In [7]:
from tensorflow.keras.models import load_model

# Pfad zum Modell
model_path = 'C:/Users/JonasNiehus/Documents/Masterarbeit/Evaluation/german_credit_model.keras'

# Modell laden
loaded_model = load_model(model_path)

print("Modell wurde erfolgreich geladen.")

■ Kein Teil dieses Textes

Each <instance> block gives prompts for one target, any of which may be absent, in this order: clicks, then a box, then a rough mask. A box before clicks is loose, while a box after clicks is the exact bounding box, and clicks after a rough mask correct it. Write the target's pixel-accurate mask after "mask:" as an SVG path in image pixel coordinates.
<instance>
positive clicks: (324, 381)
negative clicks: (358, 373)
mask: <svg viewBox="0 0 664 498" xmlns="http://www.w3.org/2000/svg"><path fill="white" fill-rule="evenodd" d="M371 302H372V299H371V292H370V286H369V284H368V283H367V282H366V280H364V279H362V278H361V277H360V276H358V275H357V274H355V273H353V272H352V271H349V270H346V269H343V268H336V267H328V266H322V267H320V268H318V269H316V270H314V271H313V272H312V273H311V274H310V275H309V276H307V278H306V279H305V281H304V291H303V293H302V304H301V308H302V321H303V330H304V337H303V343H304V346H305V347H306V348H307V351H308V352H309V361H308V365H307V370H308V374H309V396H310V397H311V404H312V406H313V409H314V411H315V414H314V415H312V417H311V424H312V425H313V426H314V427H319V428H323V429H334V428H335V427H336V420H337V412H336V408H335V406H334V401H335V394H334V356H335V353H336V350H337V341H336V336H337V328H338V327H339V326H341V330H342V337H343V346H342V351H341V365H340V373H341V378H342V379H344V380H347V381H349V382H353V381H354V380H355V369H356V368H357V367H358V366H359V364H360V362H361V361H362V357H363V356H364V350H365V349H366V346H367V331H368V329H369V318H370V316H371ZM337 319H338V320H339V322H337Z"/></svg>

Modell wurde erfolgreich geladen.


In [8]:
import numpy as np
import pandas as pd


def _predict_label_and_proba(model, preprocessor, row_df, threshold=0.5):
    """
    Nimmt eine einzelne Zeile (DataFrame mit 1 Row), wendet den Preprocessor an,
    gibt (label:int, proba:float) zurück.
    """
    Xp = preprocessor.transform(row_df)
    proba = float(model.predict(Xp, verbose=0)[0, 0])
    label = int(proba >= threshold)
    return label, proba

def _numeric_grid_around(value, lo, hi, n_steps=9, strategy="quantiles"):
    """
    Erzeugt Testwerte (ohne Originalwert) in einem sinnvollen Bereich.
    - strategy="quantiles": nutzt [lo, hi] als Quantilsgrenzen (z.B. 5%–95%)
    - strategy="relative":  nutzt multiplikative Deltas um den Wert herum
    """
    if strategy == "quantiles":
        grid = np.linspace(lo, hi, n_steps)
        # Originalwert rausfiltern, kleine numerische Toleranz
        grid = [v for v in grid if abs(v - value) > 1e-12]
        return grid

    elif strategy == "relative":
        deltas = np.array([-0.3, -0.2, -0.1, 0.1, 0.2, 0.3])  # anpassbar
        grid = [(1 + d) * value for d in deltas]
        return grid

    else:
        raise ValueError(f"Unknown strategy {strategy}")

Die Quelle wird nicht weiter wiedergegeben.